We have a log table containing everyone contacted (250 000 000 rows) with a user ID and a send ID, and a campaign table (30000 rows) with a campaign name and a send Id (one campaign can correspond to several send ID, like 'daily email', and each daily mail has 1 unique ID). All columns needed by the queries are indexed.

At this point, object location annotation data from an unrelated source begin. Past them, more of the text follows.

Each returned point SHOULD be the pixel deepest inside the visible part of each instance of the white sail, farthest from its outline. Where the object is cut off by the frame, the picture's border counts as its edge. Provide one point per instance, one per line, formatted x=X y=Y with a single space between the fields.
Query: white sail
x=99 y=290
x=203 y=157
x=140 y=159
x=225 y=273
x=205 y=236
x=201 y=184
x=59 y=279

So, our mail interface runs a standard join. The query took about 5 hours to run. An explain showed us that it was attempting to use the wrong index (iStatus, common to each record, rather than iDeliveryId), though adding a FORCE INDEX just made MySQL ignore everything :
-----
SELECT B0.iBroadLogId, B0.iDeliveryId, D1.iDeliveryId
FROM
NmsBroadLogRcp B0 JOIN NmsDelivery D1
ON (D1.iDeliveryId = B0.iDeliveryId)
WHERE (D1.sDeliveryCode = 'DM18342')
AND (B0.iStatus = 1)
AND (DATE(D1.tsContact) = DATE((CURDATE() - INTERVAL 5 DAY)))
LIMIT 1000;
-----
I rewrote the query with a subquery:
-----
select iBroadLogId, iDeliveryId
FROM NmsBroadLogRcp
where iStatus = 1
and iDeliveryId in (
select iDeliveryId FROM NmsDelivery WHERE sDeliveryCode = 'DM18342'
and date(tsContact) = DATE(CURDATE() - INTERVAL 5 DAY)
) limit 1000;
-----
I killed this query after 15 minutes... Strange thing is: the subquery when run on it's own executes in less than 0.01 seconds:
-----
select iDeliveryId FROM NmsDelivery WHERE sDeliveryCode = 'DM18342'
and date(tsContact) = DATE(CURDATE() - INTERVAL 5 DAY)
-----
This query returned the ID 541687496
So, I rewrote the query again, but replacing the subquery with the ID that it just returned:
-----
select iBroadLogId, iDeliveryId
FROM NmsBroadLogRcp
where iStatus = 1
and iDeliveryId = 541687496
limit 1000;
-----
Now I get my result set in 0.01 seconds...
I have seen this before on other similar queries... I cannot understand why there is such a huge performance hit between the second and the third versions of this query. If I can get a subquery to run in less than 1/10th of a second, and the main query to run with a hardcoded value in less than 1/10th of a second, why does the complete query+subquery take minues to hours to run? Can anyone light my candle?
Cheers,
Daniel